Officials also announced $650 million to setup regional testing “hubs” around the country to help coordinate testing at K-8 schools, universities, homeless shelters and other gathering places.
The U.S. failure to provide fast, widespread testing is one of the most enduring stumbles in the federal government’s response to COVID-19. As a candidate, Biden said his administration would deliver free, comprehensive testing at a national scale. He has asked Congress to provide $50 billion for testing in the stimulus bill before lawmakers.
ALBANY, N.Y. — New York is set to let amusement parks open in early April and overnight camps open this summer as long as they submit reopening plans to the state.
Gov. Andrew Cuomo said Wednesday that arcades and other indoor family entertainment centers can open with 25% capacity starting March 26. Outdoor amusement parks can open with a third of their normal capacity by April 9, while day and overnight camps can start planning for reopening this summer.
New York is seeing a drop in infections statewide, though at a slower pace than the nation. But the governor said the overall statewide drops are enough to allow New York to bring back recreational industries.
WASHINGTON — The U.S. is vaccinating on average 1.7 million Americans per day for the coronavirus, up from under 1 million a month ago.
New figures from the White House show the steady increase in the pace of vaccinations over President Joe Biden’s first month in office.
Much of the increase, according to data from the Centers for Disease Control and Prevention, comes from people receiving their second dose of the approved vaccines from Moderna and Pfizer.
The pace of first dose vaccinations has been largely steady over the past several weeks, hovering around an average of 900,000 shots per day.
Biden is on track to blow past his goal of 100 million injections in his first 100 days in office — though the pace must pick up even further to meet his plans to vaccinate nearly all adults by the end of the summer.
WASHINGTON — The White House says drugmaker Johnson & Johnson has just a “few million” doses of its COVID-19 vaccine in inventory ready to be distributed, should the Food and Drug Administration grant it emergency approval.
Coronavirus coordinator Jeff Zients is looking to lower expectations for the impact of approval for the promising, one-dose vaccine, which could happen in the next several weeks. The company has contracted to provide 100 million doses — enough for 100 million Americans — by the end of June.
Zients says, “We’re going to be started only with a few million of inventory.” He adds the Biden administration is working to expedite the vaccine deliveries as much as possible.
RIO DE JANEIRO -- Rio de Janeiro halted new vaccinations against COVID-19 for a week starting Wednesday due to a shortage of doses, one of a growing number of Brazilian cities that have run low on supplies and are demanding help from Brazil’s federal government.
City officials said they will continue to deliver second doses to those who have already been injected once, but have paused new shots for the elderly.
Officials say vaccines for new recipients ran out partly because they had pushed forward their schedule by one week after receiving a fresh lot of doses.
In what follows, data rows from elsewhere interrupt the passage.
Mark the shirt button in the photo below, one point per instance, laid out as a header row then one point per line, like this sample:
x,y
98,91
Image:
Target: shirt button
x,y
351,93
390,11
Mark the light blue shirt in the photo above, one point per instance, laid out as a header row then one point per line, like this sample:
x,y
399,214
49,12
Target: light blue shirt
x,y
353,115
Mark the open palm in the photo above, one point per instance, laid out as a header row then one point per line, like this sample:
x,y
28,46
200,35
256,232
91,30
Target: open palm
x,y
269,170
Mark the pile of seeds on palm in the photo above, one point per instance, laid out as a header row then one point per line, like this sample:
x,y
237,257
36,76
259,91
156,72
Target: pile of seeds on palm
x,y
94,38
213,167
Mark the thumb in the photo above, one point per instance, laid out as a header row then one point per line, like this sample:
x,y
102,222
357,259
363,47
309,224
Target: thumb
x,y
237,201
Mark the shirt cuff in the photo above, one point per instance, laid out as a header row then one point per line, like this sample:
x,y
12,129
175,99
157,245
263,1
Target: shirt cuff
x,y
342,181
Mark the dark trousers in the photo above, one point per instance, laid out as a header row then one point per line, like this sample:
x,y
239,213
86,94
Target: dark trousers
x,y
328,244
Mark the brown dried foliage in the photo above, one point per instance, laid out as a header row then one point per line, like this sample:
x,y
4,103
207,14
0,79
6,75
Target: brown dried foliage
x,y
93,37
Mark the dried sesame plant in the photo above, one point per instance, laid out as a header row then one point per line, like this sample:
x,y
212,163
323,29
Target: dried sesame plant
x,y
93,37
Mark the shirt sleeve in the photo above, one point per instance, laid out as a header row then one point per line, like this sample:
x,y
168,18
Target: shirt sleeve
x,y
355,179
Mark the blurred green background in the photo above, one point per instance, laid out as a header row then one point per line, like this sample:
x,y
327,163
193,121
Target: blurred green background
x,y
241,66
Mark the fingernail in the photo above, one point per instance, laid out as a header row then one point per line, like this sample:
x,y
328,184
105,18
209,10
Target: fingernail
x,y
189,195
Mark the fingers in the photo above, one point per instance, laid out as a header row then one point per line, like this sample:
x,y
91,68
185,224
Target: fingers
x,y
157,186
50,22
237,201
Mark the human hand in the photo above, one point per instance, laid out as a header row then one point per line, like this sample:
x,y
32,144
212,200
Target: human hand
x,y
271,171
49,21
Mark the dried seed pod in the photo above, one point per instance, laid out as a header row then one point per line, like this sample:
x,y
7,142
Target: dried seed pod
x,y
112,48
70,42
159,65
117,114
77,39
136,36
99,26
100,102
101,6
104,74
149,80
Rio Mayor Eduardo Paes said on Monday that additional shots won’t be delivered before next week.
“We are ready and we have already vaccinated 244,852 people,” he said on his official Twitter profile. “We just need the vaccine to arrive.”
ATLANTA — Snowy and icy weather across much of the nation has “significantly” delayed shipments of COVID-19 vaccine to Georgia, state health officials said Wednesday.
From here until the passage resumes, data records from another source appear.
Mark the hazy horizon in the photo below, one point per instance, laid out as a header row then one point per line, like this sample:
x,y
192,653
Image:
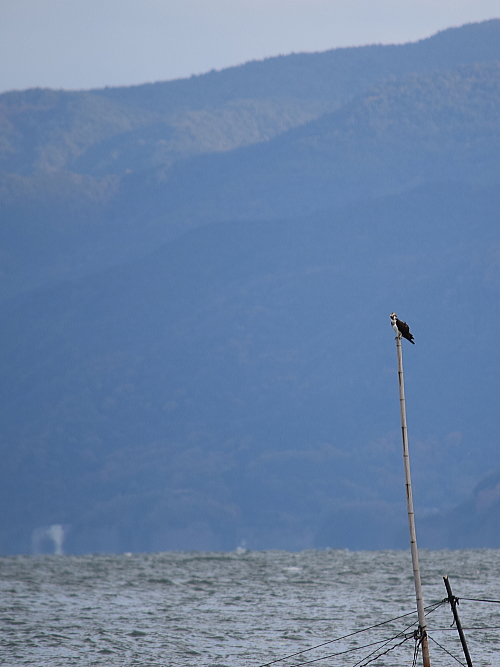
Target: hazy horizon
x,y
53,44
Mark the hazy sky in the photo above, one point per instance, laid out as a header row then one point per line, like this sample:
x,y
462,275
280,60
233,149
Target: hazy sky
x,y
94,43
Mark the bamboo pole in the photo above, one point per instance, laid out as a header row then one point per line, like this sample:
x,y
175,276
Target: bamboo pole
x,y
411,515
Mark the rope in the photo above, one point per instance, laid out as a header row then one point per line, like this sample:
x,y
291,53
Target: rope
x,y
474,627
479,600
401,634
415,654
351,634
446,651
349,650
391,648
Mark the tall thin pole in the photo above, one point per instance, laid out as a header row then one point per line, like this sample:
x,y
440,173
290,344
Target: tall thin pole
x,y
453,602
411,516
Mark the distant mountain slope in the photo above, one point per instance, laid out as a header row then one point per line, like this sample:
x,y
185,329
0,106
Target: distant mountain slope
x,y
439,125
143,126
420,128
240,382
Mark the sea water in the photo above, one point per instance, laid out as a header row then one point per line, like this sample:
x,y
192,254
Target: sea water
x,y
243,609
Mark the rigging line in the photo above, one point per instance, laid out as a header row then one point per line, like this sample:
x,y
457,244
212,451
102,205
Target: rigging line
x,y
351,634
349,650
389,640
474,627
379,655
479,600
446,651
415,654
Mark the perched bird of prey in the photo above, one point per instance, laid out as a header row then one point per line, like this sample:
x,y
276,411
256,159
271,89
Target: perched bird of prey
x,y
401,328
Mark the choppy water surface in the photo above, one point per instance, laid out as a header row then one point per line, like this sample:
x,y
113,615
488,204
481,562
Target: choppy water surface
x,y
239,609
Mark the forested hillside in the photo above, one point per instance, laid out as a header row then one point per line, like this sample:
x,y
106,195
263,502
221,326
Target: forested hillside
x,y
197,281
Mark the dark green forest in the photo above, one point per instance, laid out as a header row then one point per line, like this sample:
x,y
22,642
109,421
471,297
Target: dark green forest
x,y
197,277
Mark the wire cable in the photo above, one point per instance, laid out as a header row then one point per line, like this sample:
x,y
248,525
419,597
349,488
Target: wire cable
x,y
403,633
446,651
432,607
479,600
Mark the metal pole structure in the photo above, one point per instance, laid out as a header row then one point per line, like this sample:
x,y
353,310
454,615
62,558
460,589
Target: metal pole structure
x,y
411,515
453,602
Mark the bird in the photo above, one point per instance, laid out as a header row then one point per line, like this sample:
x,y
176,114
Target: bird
x,y
401,328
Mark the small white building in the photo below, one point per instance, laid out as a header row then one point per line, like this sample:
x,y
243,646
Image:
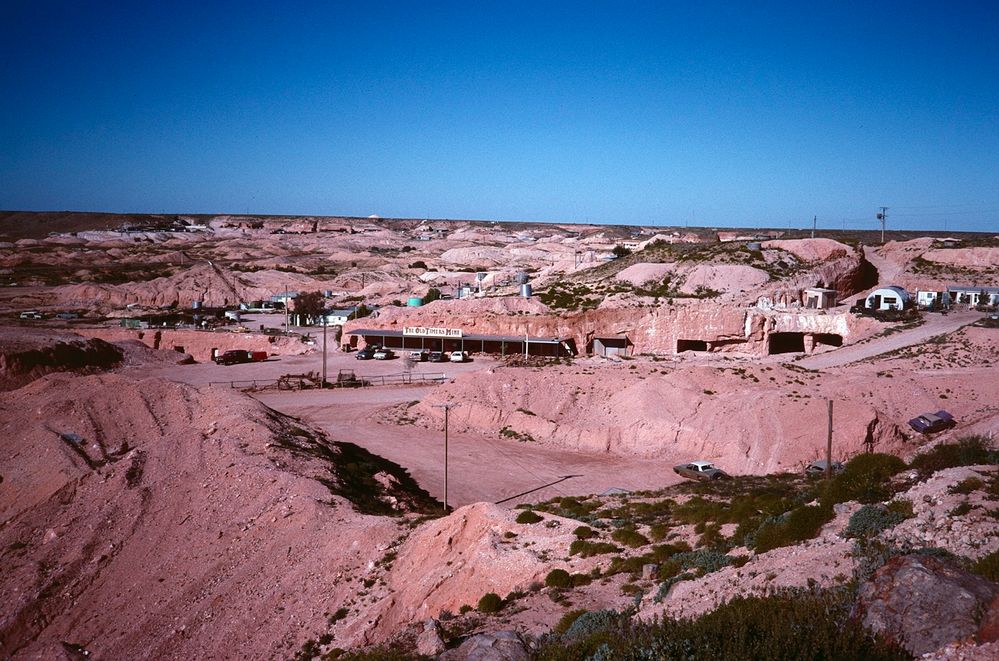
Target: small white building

Both Pfizer and Moderna vaccines that normally would have arrived the first part of this week were held back by the manufacturers due to the winter weather, The Georgia Department of Public Health said in a statement.
As a result, health departments and other vaccine providers have been forced to reschedule appointments, the agency said. When those shots can be administered will depend on when vaccine shipments resume and when they arrive in Georgia, health officials said.
Delays are expected to continue through the week, officials said.